Avec le président sud-coréen, Emmanuel Macron tente de faire émerger sa coalition des indépendants

Par Yann Rousseau
De plus en plus malmenés par les choix géopolitiques de Donald Trump et les ambitions de Xi Jinping, les présidents français et sud-coréen vont tenter d'affirmer, cette semaine, lors de leurs échanges, en France, qu'une coalition de nations indépendantes pourrait progressivement se constituer pour échapper aux pressions hégémoniques des deux grandes puissances de la planète. Attendu, ce dimanche soir, en France, le chef d'Etat sud-coréen, Lee Jae-myung, va retrouver à plusieurs reprises, d'ici à mercredi, son homologue français pour mettre en scène le dynamisme de leur partenariat diplomatique et leur convergence de vues sur les enjeux culturels, militaires ou encore technologiques.
Priorité au cinéma
Ce lundi, à Saint-Paul-de-Vence, les deux dirigeants, dont les pays sont des acteurs majeurs de la production de contenus culturels à l'échelle mondiale, vont d'abord coprésider le premier Sommet Lumière, consacré à l'avenir du cinéma, de l'image animée et des jeux vidéo. En présence de producteurs, réalisateurs et acteurs venus du monde entier, ils doivent débattre de la montée en puissance des nouveaux médias qui pèsent sur la fréquentation dans les salles, de l'impact de l'intelligence artificielle sur la création et de la protection d'un cinéma indépendant, notamment face aux menaces de Donald Trump. A plusieurs reprises, le président américain a expliqué qu'il songeait à imposer un droit de douane de 100 % sur tous les films non produits aux Etats-Unis, affirmant que Hollywood avait été « volé » par d'autres pays. Si les deux présidences ont évité d'évoquer directement les politiques de la Maison-Blanche, lors de leurs présentations de cette visite du président Lee en France, les coups de tête de Donald Trump seront au coeur de leurs entretiens. Les deux pays souhaitant consolider leurs autonomies stratégiques dans de nombreux domaines pour casser leurs dépendances aux Etats-Unis. « Nous voulons illustrer ces convergences avec des coopérations ambitieuses et très concrètes », souffle-t-on à Paris.
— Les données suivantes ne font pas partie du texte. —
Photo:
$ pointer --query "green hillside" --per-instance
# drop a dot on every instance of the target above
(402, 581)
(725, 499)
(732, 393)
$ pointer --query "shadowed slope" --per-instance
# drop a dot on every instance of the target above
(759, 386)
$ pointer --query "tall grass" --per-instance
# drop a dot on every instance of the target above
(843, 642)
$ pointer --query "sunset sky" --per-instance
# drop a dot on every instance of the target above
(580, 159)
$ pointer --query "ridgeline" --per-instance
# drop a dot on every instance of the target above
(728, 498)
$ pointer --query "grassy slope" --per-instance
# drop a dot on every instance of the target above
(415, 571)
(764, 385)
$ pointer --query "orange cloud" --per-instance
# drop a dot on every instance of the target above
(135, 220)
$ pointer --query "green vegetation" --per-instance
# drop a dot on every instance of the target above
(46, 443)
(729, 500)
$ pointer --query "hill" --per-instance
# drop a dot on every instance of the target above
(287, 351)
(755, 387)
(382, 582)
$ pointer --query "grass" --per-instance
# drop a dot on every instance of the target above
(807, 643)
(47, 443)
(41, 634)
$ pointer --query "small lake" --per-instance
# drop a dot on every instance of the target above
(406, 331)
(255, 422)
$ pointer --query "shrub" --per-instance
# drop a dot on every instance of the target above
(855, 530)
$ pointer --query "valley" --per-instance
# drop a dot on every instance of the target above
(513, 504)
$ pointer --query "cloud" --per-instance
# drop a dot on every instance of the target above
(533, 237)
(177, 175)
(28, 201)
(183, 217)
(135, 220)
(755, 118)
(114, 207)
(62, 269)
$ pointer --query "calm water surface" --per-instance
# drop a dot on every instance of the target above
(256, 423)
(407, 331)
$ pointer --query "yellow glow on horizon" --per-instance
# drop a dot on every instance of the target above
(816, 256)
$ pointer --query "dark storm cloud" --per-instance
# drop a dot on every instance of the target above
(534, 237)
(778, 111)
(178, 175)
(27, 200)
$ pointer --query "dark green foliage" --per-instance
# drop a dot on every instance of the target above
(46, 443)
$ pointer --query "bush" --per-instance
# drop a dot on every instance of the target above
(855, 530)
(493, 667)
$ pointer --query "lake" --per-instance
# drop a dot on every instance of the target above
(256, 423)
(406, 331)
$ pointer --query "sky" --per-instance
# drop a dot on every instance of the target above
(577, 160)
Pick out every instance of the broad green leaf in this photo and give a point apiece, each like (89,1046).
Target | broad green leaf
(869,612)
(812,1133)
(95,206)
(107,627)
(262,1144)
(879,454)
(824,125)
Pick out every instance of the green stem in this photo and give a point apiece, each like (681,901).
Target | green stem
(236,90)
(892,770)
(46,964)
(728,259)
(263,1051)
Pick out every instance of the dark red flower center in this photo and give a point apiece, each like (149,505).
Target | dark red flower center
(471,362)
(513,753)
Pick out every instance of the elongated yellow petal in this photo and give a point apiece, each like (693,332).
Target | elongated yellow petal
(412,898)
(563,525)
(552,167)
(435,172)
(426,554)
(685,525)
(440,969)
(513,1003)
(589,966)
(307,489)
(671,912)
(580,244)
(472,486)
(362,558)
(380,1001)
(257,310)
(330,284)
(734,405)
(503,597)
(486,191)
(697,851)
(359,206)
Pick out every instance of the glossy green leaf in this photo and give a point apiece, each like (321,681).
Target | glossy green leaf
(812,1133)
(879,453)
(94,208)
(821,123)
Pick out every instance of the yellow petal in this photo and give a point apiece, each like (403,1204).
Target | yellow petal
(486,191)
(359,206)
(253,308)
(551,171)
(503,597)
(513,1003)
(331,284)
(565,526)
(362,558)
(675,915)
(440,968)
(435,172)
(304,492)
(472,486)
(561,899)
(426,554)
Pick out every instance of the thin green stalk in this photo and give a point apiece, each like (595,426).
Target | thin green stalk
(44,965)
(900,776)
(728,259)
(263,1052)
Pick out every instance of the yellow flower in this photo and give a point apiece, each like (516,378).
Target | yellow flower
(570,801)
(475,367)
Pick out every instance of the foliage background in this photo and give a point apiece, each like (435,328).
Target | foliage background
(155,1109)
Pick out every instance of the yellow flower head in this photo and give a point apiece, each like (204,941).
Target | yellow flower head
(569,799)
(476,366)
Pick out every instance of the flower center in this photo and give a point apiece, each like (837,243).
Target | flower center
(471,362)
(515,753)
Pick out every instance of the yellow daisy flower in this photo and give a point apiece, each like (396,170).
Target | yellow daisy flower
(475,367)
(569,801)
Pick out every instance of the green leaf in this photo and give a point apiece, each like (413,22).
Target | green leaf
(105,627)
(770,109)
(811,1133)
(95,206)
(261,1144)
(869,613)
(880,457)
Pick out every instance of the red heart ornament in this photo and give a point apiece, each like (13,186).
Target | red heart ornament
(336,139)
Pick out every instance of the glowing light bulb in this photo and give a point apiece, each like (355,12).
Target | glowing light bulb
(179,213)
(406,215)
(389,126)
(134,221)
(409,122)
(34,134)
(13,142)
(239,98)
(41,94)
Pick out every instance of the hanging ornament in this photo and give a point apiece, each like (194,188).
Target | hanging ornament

Sécuriser le détroit d'Ormuz
Depuis la visite d'Emmanuel Macron à Séoul en avril dernier, les deux exécutifs ont notamment planché sur un renforcement de leurs partenariats en matière de défense, de semi-conducteurs ou de nucléaire civil. Si leurs industriels sont en compétition sur des marchés de construction de réacteurs un peu partout dans le monde, ils préparent de nouveaux contrats sur le cycle complet du combustible. L'opérateur sud-coréen Korea Hydro & Nuclear Power (KHNP) a notamment besoin de sécuriser auprès d'Orano un approvisionnement stable en uranium sur le long terme. Mardi, lors de leurs entretiens formels à l'Elysée, Emmanuel Macron et Lee Jae-myung vont aussi évoquer la crise au Moyen-Orient qui s'est, de nouveau, envenimée ces derniers jours, en provoquant un nouveau mouvement de hausse du prix du pétrole et du gaz. Sans prendre encore aucun engagement formel, l'exécutif sud-coréen a indiqué qu'il pourrait éventuellement envisager l'envoi de bâtiments et de troupes dans la région pour sécuriser, quand les combats auront cessé, la navigation dans le détroit d'Ormuz, en rejoignant ainsi un effort initié par la France et le Royaume-Uni. « Nous examinons diverses options, mais rien n'a encore été décidé », avait expliqué un responsable de la présidence coréenne.